Des bijoux, potentiellement très onéreux, ont été découverts dans le bureau de l'ancien Premier ministre espagnol José Luis Rodríguez Zapatero, une figure charismatique du Parti socialiste espagnol. Actuellement, il fait face à de graves accusations, notamment une enquête pour trafic d’influence et fraude fiscale.
Accusations de fraude
Zapatero est soupçonné de ne pas pouvoir justifier le paiement des droits de douane et impôts associés à l'importation de bijoux d'une valeur totale de « 1.323.915 euros », selon l'Audience nationale, chargée de l'enquête. Ces préoccupations s'ajoutent à des accusations déjà en cours de trafic d'influence et de blanchiment d'argent, ce qui rend l'enquête sur ses activités professionnelles plus complexe. Le juge José Luis Calama a convoqué l'ancien premier ministre pour l'auditionner les 17 et 18 juin, où il devra se défendre des accusations de diriger une structure criminelle.
Les révélations, rapportées par plusieurs médias dont l'AFP, précisent que les bijoux ont été trouvés dans un coffre-fort lors d'une perquisition le 19 mai. Son entourage affirme que ces objets de valeur proviennent principalement d'héritages familiaux. Un document des enquêteurs estime la valeur des biens de luxe découverts, incluant des montres de luxe, bien plus élevée que ce qu'a avancé son avocat.

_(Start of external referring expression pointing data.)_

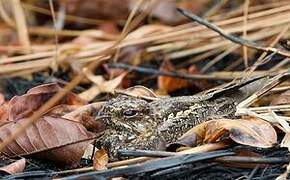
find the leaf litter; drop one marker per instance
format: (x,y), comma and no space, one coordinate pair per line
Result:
(160,49)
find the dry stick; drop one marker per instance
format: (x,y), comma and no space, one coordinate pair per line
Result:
(68,17)
(218,58)
(152,71)
(230,37)
(23,36)
(246,10)
(37,114)
(215,8)
(190,30)
(5,17)
(55,58)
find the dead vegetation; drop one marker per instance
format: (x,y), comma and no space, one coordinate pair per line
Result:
(61,61)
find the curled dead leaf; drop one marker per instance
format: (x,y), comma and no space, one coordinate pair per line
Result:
(101,159)
(23,106)
(252,132)
(15,167)
(48,139)
(86,116)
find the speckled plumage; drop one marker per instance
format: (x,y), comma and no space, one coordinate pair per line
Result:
(136,123)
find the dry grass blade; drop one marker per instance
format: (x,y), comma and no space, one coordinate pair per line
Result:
(21,24)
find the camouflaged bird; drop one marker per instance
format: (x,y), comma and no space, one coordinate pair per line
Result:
(138,121)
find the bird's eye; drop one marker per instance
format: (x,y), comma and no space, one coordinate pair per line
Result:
(130,113)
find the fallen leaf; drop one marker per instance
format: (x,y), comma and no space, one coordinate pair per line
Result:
(101,160)
(24,106)
(286,141)
(86,115)
(253,132)
(15,167)
(48,138)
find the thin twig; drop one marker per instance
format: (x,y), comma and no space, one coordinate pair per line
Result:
(152,71)
(230,37)
(54,64)
(246,10)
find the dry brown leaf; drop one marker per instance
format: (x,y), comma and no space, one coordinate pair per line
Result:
(48,139)
(86,116)
(15,167)
(170,84)
(253,132)
(101,160)
(23,106)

Un impact sur le gouvernement actuel
Cette affaire a également des répercussions politiques, provoquant une onde de choc au sein du gouvernement dirigé par Pedro Sánchez. Les adversaires politiques n'hésitent pas à exiger sa démission, tout en accusant son gouvernement de défaillances. Clé de voûte de ses préoccupations, le fait que son épouse et son ancien allié politique soient également mêlés à des affaires judiciaires donne du poids aux accusations de corruption qui pèsent actuellement sur l'exécutif.
Malgré la pression croissante, exacerbée par un voyage du pape et d'autres révélations gênantes impliquant une présumée tentative d'influence sur les enquêtes judiciaires, Sánchez maintient son soutien à Zapatero tout en insisté sur son ignorance de tout acte mal intentionné.